Zeruya Shalevs Roman "Schicksal": Andauernde Spannungen in Israel

Ein Ereignis: Zeruya Shalev erzählt in ihrem neuen Roman "Schicksal" eine Familiengeschichte vor dem Hintergrund der Staatsgründung Israels.

Es ist der Tod, der in allen Winkeln dieses monumentalen Romans lauert. Mal schwebt er über einer alten Frau wie eine Fledermaus; dann streckt er völlig unerwartet einen Dozenten im Ruhestand nieder. Oder er trifft eine junge Frau, die Opfer eines Terroranschlags wird.

Zeruya Shalevs neuer, so kluger und intensiver Roman „Schicksal“ handelt von Fehlentscheidungen und unglücklichen Verkettungen, davon, dass jemand zur falschen Zeit am falschen Ort ist. Die Lektüre dieses welthaltigen Romans schmerzt geradezu körperlich. Er ist ein Ereignis.

Die 90jährige Rachel und die fast 50jährige Architektin Atara sind zwei völlig unterschiedliche Frauen. Rachel, verwitwet, lebt einsam in einer Siedlung bei Jerusalem. Der Kontakt zu ihrem älteren Sohn gestaltet sich frostig, ihr jüngerer Sohn ist ultraorthodox, was Rachel immer wieder befremdet.

Viele psychologische Verstrickungen

Als junge Frau hatte sie eine Kurzehe mit dem gleichaltrigen Meno, gemeinsam kämpften sie in der zionistischen Untergrundbewegung Lechi gegen die britische Besatzung und für einen jüdischen Staat.
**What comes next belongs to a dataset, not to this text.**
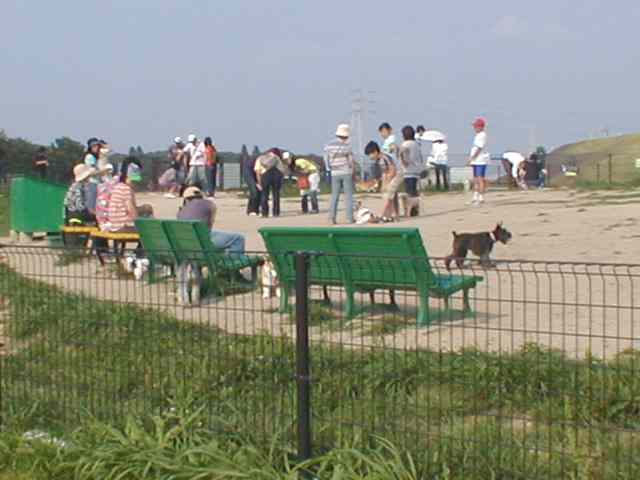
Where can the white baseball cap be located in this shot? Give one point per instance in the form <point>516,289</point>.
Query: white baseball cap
<point>343,130</point>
Meno verließ Rachel eines Tages und gründete später eine Familie.

Über seine erste Ehe hat er beharrlich geschwiegen – und über die junge Frau, der Atara, seine Tochter, ihren Namen verdankt. Nach Menos Tod will Atara nun Rachel kennenlernen und mehr erfahren über das Leben ihres Vaters und seiner ersten Frau im Untergrund.

Was wäre gewesen, wenn Atara, die mit Ehemann Alex und Sohn Eden in Haifa lebt, nicht zu Rachel gefahren wäre? Wenn sie nach der ersten Begegnung, bei der Rachel abweisend und wortkarg war, nicht zu ihr zurückgekehrt wäre?

Diese Frage hängt drohend über der Geschichte, in deren Fortgang sich die Schlinge immer mehr zuzieht. Als Atara ein zweites Mal zu Rachel fährt, bekommt sie nur von Ferne mit, dass ihr Mann in der Notaufnahme gelandet ist. Wenig später stirbt Alex an einem septischen Schock. Das Gefühl von Schuld lässt Atara nicht mehr los: Warum ist sie auf der Fahrt zu Rachel nicht umgekehrt, um ihren Mann im Krankenhaus zu unterstützen?

Es geht um den Sinn von Kampf und Terror

Rachel wird für Atara zu einem Todesengel und das Schuldgefühl zu einer Obsession, das ähnlich schwer wiegt wie der Tod von Alex. Dass auch Rachel als militante Kämpferin Schuld auf sich geladen hat, verbindet beide Frauen wiederum aufs Unheilvollste.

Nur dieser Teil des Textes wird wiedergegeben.